How I create Ralf's Northern Sotho dictionary:
1. Get spelling dictionary. License is LGPL. I will do a conversion from LGPL to GPL:
“One feature of the LGPL is that one can convert any LGPLed piece of software into a GPLed piece of software (section 3 of the license). This feature is useful for direct reuse of LGPLed code in GPLed libraries and applications, or if one wants to create a version of the code that cannot be used in proprietary software products.”
2. There is no ISO 639-1 language code. I will use ISO 639-2 nso instead.
3. Off-topic: I am editing espeak2ipa.xsl now for all espeak languages. Take a look into this PDF. Replacing the following phonemes:
replace($espeak2ipa, 'r', 'ɹ') (except German de)

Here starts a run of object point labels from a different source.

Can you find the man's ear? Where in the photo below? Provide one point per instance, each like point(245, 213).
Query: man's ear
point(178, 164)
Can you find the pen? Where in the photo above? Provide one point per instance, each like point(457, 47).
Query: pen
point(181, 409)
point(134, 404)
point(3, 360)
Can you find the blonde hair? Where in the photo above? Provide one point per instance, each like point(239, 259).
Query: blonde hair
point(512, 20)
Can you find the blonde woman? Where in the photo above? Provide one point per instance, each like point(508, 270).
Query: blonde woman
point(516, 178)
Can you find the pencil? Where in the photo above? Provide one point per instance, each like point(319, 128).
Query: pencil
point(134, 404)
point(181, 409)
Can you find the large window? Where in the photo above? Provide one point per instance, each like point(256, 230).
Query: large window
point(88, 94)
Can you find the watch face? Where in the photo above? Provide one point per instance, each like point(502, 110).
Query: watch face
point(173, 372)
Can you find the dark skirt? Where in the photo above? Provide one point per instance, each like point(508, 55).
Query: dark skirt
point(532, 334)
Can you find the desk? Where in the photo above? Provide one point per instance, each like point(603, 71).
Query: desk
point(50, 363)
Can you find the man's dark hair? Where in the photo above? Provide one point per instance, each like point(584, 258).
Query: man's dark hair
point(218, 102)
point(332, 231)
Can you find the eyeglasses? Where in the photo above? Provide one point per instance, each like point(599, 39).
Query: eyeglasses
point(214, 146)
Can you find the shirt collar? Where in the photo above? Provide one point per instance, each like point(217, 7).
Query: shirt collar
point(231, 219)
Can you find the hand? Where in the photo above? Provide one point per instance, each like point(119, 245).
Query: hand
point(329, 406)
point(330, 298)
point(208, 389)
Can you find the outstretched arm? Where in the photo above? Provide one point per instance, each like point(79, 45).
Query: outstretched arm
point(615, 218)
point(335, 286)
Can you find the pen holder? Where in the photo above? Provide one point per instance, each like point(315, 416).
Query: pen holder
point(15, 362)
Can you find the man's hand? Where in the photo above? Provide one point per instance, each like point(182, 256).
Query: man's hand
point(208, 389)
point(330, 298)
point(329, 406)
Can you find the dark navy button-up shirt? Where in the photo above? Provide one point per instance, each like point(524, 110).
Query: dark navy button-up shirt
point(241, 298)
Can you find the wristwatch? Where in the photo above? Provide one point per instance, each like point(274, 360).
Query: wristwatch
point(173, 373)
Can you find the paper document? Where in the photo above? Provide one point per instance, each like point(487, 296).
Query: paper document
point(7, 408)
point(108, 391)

replace($espeak2ipa, 'A', 'ɑ')
replace($espeak2ipa, 'B', 'β')
replace($espeak2ipa, 'H', 'ħ')
replace($espeak2ipa, 'J', 'ɟ')
replace($espeak2ipa, 'L', 'ɫ')
replace($espeak2ipa, 'Q', 'ɣ')
replace($espeak2ipa, 'R', 'ɚ')
replace($espeak2ipa, 'T', 'θ')
replace($espeak2ipa, 'V', 'ʌ')
replace($espeak2ipa, 'X', 'χ')
replace($espeak2ipa, '\?', 'ʔ')
replace($espeak2ipa, '&', 'æ')
replace($espeak2ipa, '\*', 'ɾ')
4. Convert encoding of .dic file via Ubuntu terminal:
ubuntu@ubuntu-desktop:~$ iconv -f ISO8859-15 -t UTF-8 < /home/ubuntu/Documents/201005/northern-sotho/ns_ZA.dic > /home/ubuntu/Documents/201005/northern-sotho/northern-sotho-utf8.dic
Yes, obviously thanks to the conversion there are no garbage characters any more. Should I convert .aff, too? Yes, I will try that.
5. Convert .aff file:
ubuntu@ubuntu-desktop:~$ iconv -f ISO8859-15 -t UTF-8 < /home/ubuntu/Documents/201005/northern-sotho/ns_ZA.aff > /home/ubuntu/Documents/201005/northern-sotho/northern-sotho-utf8.aff
6. Change the line in the file northern-sotho-utf8.aff that contains the information SET ISO8859-15 to SET UTF-8.
7. Try to generate Northern Sotho word list:
ubuntu@ubuntu-desktop:~$ unmunch /home/ubuntu/Documents/201005/northern-sotho/northern-sotho-utf8.dic /home/ubuntu/Documents/201005/northern-sotho/northern-sotho-utf8.aff > /home/ubuntu/Documents/201005/northern-sotho/northern-sotho
The command was “successful”. The result document contains as much words as the source documents. So I didn’t gain any words by using the unmunch command. At least, you can learn from me how to work with OpenOffice.org spelling dictionaries for PLS dictionary generation.
8. Add <lexicon> at the beginning of northern-sotho-utf8.dic. Add </lexicon> at the end.
9. Generate .xml document:
ubuntu@ubuntu-desktop:~$ saxonb-xslt -s:/home/ubuntu/Documents/201005/northern-sotho/northern-sotho-utf8.dic -xsl:'http://spirit.blau.in/simon/files/2010/04/create-xml-file.xsl' -o:/home/ubuntu/Documents/201005/northern-sotho/northern-sotho.xml
10. Maybe I should use the Sesotho phonology for grapheme to phoneme conversion.
11. Generate <phoneme> elements:
ubuntu@ubuntu-desktop:~$ saxonb-xslt -s:/home/ubuntu/Documents/201005/northern-sotho/northern-sotho.xml -xsl:'/home/ubuntu/Documents/201005/northern-sotho/improve-northern-sotho.xsl' -o:/home/ubuntu/Documents/201005/northern-sotho/northern-sotho-dictionary.xml
12. Download Ralf's Northern Sotho dictionary, and import it into simon.